Tuesday, January 17, 2023


GERMANY
Greta Thunberg dragged from coal mine protest by police
'We can’t accept that RWE, a fossil fuel company, can do deals with the government and threaten countless lives across the world,' says Greta Thunberg - David Young/Bild

Jorg Luyken
Mon, 16 January 2023

Greta Thunberg has criticised Germany’s Green Party for allying with a fossil fuel company, after police carried her and other climate protesters away from a village that is due to make way for an expanding coal mine.

Speaking at the edge of the protests in the village of Lützerath in the Rhine region, Ms Thunberg accused the Greens of hypocrisy, saying: "They took part in the demonstrations to save Lützerath and then sacrificed Lützerath.”

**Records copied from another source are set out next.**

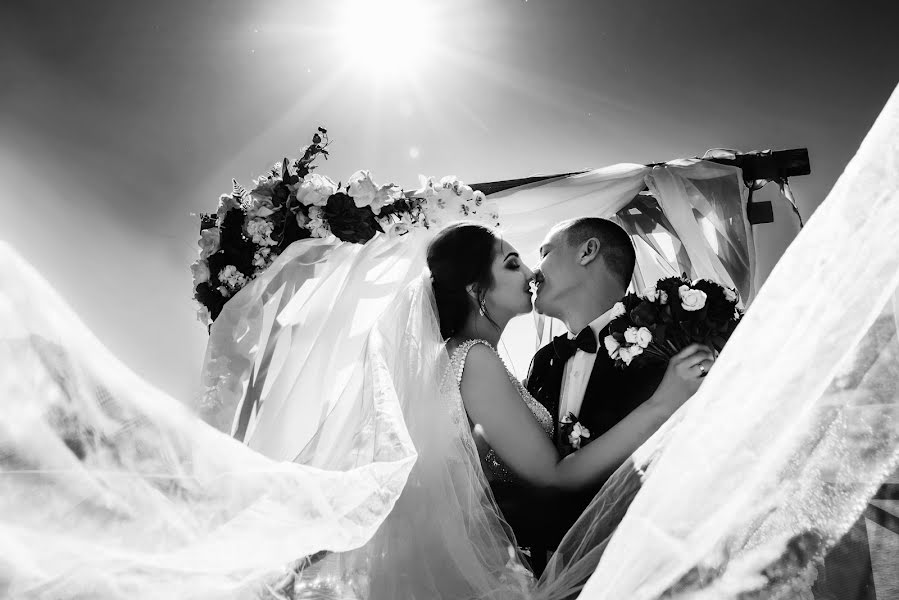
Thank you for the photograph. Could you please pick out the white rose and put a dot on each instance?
(574, 440)
(644, 337)
(319, 228)
(386, 194)
(580, 431)
(210, 240)
(315, 190)
(428, 188)
(203, 315)
(260, 231)
(611, 345)
(361, 188)
(200, 270)
(691, 300)
(398, 229)
(260, 207)
(451, 182)
(630, 335)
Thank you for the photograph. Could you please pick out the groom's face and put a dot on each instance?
(557, 273)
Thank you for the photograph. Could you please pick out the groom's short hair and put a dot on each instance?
(615, 246)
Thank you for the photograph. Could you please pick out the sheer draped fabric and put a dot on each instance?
(757, 477)
(357, 454)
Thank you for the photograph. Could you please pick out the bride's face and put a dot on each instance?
(510, 294)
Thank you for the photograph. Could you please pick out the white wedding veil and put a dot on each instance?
(358, 463)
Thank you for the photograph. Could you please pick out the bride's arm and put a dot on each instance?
(508, 426)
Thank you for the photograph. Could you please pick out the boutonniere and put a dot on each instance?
(574, 434)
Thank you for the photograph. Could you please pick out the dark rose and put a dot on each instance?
(350, 224)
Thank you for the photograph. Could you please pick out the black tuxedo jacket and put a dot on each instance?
(611, 395)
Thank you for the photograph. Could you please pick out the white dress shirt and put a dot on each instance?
(578, 369)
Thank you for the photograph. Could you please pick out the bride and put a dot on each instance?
(374, 479)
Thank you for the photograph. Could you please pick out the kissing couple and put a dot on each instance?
(547, 445)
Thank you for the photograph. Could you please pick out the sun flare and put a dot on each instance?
(386, 37)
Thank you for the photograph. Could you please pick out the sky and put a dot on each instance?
(121, 120)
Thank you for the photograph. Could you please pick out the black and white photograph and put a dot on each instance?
(449, 299)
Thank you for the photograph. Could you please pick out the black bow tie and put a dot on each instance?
(566, 347)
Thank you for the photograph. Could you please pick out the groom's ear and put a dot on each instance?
(588, 252)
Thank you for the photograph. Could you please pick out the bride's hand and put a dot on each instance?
(684, 374)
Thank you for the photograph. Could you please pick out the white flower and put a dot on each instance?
(260, 232)
(386, 194)
(259, 207)
(232, 278)
(200, 270)
(398, 229)
(210, 239)
(629, 353)
(630, 335)
(203, 315)
(451, 182)
(428, 189)
(361, 188)
(318, 228)
(644, 337)
(261, 257)
(227, 202)
(612, 346)
(691, 300)
(315, 190)
(578, 432)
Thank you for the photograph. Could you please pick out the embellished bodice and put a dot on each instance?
(492, 464)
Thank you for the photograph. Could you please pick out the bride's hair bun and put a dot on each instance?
(459, 256)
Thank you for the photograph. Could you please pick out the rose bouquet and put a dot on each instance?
(668, 317)
(292, 203)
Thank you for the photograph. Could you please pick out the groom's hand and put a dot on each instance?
(684, 374)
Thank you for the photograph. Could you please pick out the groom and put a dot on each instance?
(586, 265)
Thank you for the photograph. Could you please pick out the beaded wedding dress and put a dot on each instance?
(357, 477)
(494, 467)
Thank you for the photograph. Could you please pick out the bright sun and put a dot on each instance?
(386, 37)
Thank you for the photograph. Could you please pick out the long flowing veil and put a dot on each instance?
(354, 474)
(749, 486)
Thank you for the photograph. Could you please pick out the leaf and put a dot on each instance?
(237, 190)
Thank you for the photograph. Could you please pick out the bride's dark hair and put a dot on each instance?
(459, 256)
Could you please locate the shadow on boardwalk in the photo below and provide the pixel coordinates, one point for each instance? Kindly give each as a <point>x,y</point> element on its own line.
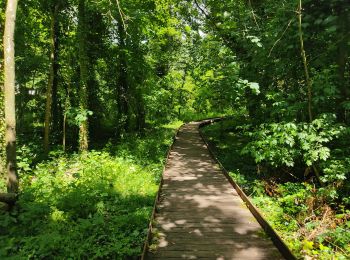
<point>200,215</point>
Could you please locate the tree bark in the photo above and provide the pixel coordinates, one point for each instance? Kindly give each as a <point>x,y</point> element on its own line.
<point>52,78</point>
<point>303,55</point>
<point>123,86</point>
<point>84,75</point>
<point>342,58</point>
<point>9,85</point>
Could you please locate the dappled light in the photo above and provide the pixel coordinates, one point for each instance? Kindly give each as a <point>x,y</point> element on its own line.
<point>199,214</point>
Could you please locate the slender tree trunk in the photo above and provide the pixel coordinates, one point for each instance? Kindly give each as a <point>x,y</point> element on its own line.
<point>9,85</point>
<point>123,87</point>
<point>303,55</point>
<point>84,75</point>
<point>342,58</point>
<point>56,108</point>
<point>49,90</point>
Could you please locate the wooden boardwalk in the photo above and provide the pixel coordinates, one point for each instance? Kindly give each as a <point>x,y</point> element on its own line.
<point>199,214</point>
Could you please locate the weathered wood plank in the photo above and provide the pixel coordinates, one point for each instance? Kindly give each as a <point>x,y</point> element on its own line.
<point>199,215</point>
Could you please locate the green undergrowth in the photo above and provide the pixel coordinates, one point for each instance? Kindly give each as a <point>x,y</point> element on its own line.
<point>95,205</point>
<point>314,221</point>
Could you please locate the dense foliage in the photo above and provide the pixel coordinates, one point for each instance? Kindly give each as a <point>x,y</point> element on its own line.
<point>315,222</point>
<point>93,205</point>
<point>96,75</point>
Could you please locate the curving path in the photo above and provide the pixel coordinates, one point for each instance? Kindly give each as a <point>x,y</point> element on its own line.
<point>199,214</point>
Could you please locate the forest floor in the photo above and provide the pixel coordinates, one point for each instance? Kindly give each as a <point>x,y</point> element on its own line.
<point>95,205</point>
<point>199,214</point>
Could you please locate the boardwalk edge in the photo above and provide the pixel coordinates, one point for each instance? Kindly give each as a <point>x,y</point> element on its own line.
<point>276,239</point>
<point>150,226</point>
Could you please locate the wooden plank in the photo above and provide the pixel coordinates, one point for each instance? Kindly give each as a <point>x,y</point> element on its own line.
<point>198,214</point>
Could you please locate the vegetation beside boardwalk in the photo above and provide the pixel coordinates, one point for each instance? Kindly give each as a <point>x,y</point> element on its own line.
<point>87,85</point>
<point>91,205</point>
<point>313,220</point>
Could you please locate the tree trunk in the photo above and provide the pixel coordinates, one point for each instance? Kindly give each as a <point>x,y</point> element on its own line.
<point>303,55</point>
<point>342,58</point>
<point>9,85</point>
<point>84,75</point>
<point>52,79</point>
<point>123,87</point>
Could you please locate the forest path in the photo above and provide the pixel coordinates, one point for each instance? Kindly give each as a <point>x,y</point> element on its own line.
<point>199,214</point>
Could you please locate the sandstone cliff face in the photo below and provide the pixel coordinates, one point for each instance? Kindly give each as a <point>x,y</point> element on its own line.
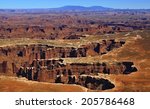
<point>55,71</point>
<point>37,63</point>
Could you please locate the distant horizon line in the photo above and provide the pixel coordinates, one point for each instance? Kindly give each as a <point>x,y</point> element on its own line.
<point>72,6</point>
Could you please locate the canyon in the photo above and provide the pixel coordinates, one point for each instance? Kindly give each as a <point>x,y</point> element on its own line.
<point>81,51</point>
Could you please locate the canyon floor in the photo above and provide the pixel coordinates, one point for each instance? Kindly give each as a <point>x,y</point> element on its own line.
<point>136,49</point>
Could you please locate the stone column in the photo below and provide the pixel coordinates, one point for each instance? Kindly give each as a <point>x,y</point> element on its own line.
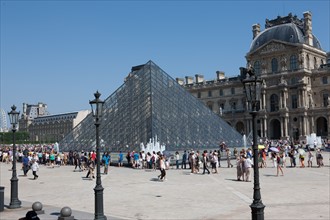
<point>266,128</point>
<point>281,99</point>
<point>263,99</point>
<point>282,127</point>
<point>286,126</point>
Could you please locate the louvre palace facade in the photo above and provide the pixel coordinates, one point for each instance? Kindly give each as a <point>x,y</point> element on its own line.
<point>295,99</point>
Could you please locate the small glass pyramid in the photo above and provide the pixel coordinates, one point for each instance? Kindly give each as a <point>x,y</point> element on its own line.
<point>151,104</point>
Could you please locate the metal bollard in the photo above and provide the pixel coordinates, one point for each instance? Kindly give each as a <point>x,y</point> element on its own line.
<point>66,214</point>
<point>37,207</point>
<point>2,199</point>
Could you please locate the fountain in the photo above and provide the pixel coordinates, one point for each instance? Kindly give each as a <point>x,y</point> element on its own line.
<point>153,145</point>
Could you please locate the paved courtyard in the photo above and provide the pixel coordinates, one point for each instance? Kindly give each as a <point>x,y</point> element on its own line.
<point>302,193</point>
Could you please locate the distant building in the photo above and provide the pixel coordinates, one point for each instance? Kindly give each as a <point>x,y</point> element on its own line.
<point>296,92</point>
<point>43,127</point>
<point>53,128</point>
<point>30,112</point>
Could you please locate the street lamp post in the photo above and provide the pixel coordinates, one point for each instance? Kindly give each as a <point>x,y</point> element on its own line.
<point>14,201</point>
<point>252,87</point>
<point>97,107</point>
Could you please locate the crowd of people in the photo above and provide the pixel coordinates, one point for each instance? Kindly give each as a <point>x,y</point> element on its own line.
<point>204,162</point>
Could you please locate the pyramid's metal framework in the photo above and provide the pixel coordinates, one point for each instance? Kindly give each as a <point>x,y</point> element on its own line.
<point>150,103</point>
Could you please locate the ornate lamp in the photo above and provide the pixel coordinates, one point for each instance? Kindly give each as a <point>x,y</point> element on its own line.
<point>252,88</point>
<point>14,201</point>
<point>97,108</point>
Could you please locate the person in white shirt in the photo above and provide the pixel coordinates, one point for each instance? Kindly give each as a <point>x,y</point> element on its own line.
<point>35,168</point>
<point>248,165</point>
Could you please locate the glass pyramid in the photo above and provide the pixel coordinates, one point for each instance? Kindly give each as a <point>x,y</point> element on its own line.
<point>152,104</point>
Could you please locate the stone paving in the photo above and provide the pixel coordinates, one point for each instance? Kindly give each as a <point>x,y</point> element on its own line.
<point>302,193</point>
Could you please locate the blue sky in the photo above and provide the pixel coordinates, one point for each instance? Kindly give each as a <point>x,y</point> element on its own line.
<point>61,52</point>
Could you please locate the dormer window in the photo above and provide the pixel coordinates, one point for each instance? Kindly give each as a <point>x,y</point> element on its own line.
<point>256,67</point>
<point>274,65</point>
<point>293,62</point>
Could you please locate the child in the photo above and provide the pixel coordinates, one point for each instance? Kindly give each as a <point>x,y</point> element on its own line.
<point>35,168</point>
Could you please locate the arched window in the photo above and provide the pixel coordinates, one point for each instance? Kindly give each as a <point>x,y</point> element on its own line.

Ms Thunberg told broadcaster ARD: “We can’t accept that RWE, a fossil fuel company, can do deals with the government and threaten countless lives across the world.”

The environmental campaigner, 20, travelled to Germany last week to join protesters who had occupied the deserted village, which is situated at the edge of a huge open cast mine owned by energy firm RWE and due to be expanded.

Greta Thunberg says the German Greens have 'sacrificed Lüzerath'
- Federico Gambarini/dpa via AP

On Sunday, police carried Thunberg away after she refused to leave a sit-in at the edge of the mine.

German police spent much of last week clearing hundreds of protesters from the village, but two activists who had shut themselves inside an improvised tunnel were still holding out on Monday morning.

Robert Habeck, Germany’s energy minister, announced the deal with RWE last autumn, describing it as a “milestone” for climate protection.

RWE agreed to waive its right to dig up coal under five further villages in the surrounding countryside and to stop all coal mining in the Rhine region in 2030, eight years earlier than planned.

Under the deal, RWE agreed to keep two large coal-fired plants running for an extra 15 months to temper the effects of Russia cutting gas supplies to Germany.


Greta Thunberg is taken away by officers after joining the coal mine protest in Germany
 - David Young/Bild

This week, Mr Habeck accused protesters of picking “the wrong symbol” in Lützerath, claiming that the village stood for the end of coal mining in the region.

But climate activists have seethed at the fact that the environmentalist party has prioritised securing energy supplies over what they say see as the more critical fight against climate change.

Protesters point to studies that suggest Germany will overshoot its climate obligations under the Paris protocols if it continues to mine the coal found in the Rhine region.